Dear David,
the crash looks like a problem in the OpenSSL memory management.
In general, i would believe that this is a problem in the NaviServer
code, but of the interplay of the various memory management options of
OpenSSL, NaviServer and Tcl. We use these functions under heavy load on
many servers, but we are careful to use everywhere the same malloc
implementation (actually Google's TCmalloc).
OpenSSL:
======
In general, OpenSSL supports configuration of management routines.
However, the memory management interface of OpenSSL changed with the
release of OpenSSL 1.1.0. As a consequence, when compiling NaviServer
with newer versions, of OpenSSL, the native OpenSSL memory routines are
used. The commit [1] says: "Registering our own functions does not seem
necessary". So, if one compiles a version of NaviServer between 4.99.15
and 4.99.20 with newer versions of OpenSSL, there might a problem arise,
when the native OpenSSL malloc implementation is not full thread-safe,
or when a mix between different malloc implementation happens.
NaviServer:
=======
When NaviServer is compiled with -DSYSTEM_MALLOC, ns_malloc() uses
malloc() etc., otherwise it uses Tcl's ckalloc() and friends.
Tcl:
===
There exists as well a patch [2] for using internally in Tcl as well
system malloc instead of Tcl's own mt-threaded version.
In Oct there was as well a small patch for NaviServer for cases, were
Tcl and NaviServer are compiled with different memory allocators [3].

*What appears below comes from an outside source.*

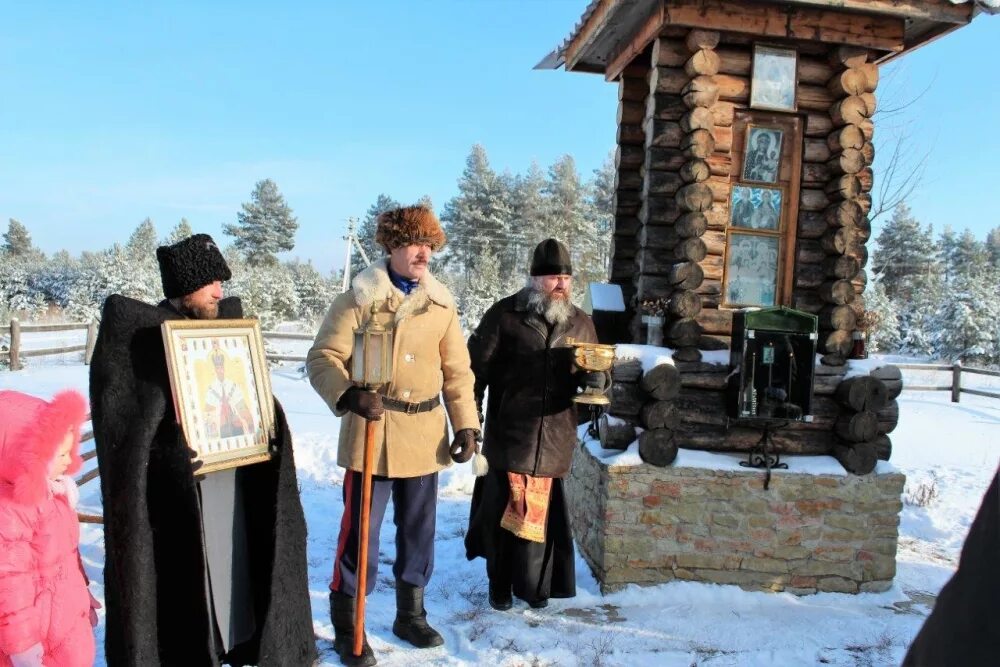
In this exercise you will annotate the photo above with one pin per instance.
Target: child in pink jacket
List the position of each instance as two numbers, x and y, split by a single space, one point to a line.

My first attempt would be to compile NaviServer with SYSTEM_MALLOC and
check, whether you still experience a problem. The next recommendation
would be to check, what malloc versions are used by which subsystems and
align these if necessary.
i will look into reviving the configuration of OpenSSL to allow to
configure its malloc implementation as it was possible before OpenSSL 1.1.0.
-gn
[1]
https://bitbucket.org/naviserver/naviserver/commits/896a4e3765f91b048ccbf570e5afe21b1bb1a41f
[2] https://github.com/gustafn/install-ns
[3]
https://bitbucket.org/naviserver/naviserver/commits/caab40365f0429a44740db1927e9f459d733db3f
On 14.12.20 18:07, David Osborne wrote:
Hi,
We're building some Naviserver instances (4.99.19) on Debian Buster
(v10.7).
One of the instances is a revproxy instance which uses connchans to
speak to a back end.
We're seeing very frequent signal 11 crashes of NaviServer with this
combination.
(We also see this infrequently with 4.99.18 running on Debian Stretch
(v9))
Because of the increased frequency I've managed to take a core dump
and the issue appears to be when calling SSL_CTX_new
after Ns_TLS_CtxClientCreate.
I realise I don't have gdb properly configured, but wondering if the
backtrace as it is could shed any light on what's going on or is it
still too opaque?
Using host libthread_db library "/lib/x86_64-linux-gnu/libthread_db.so.1".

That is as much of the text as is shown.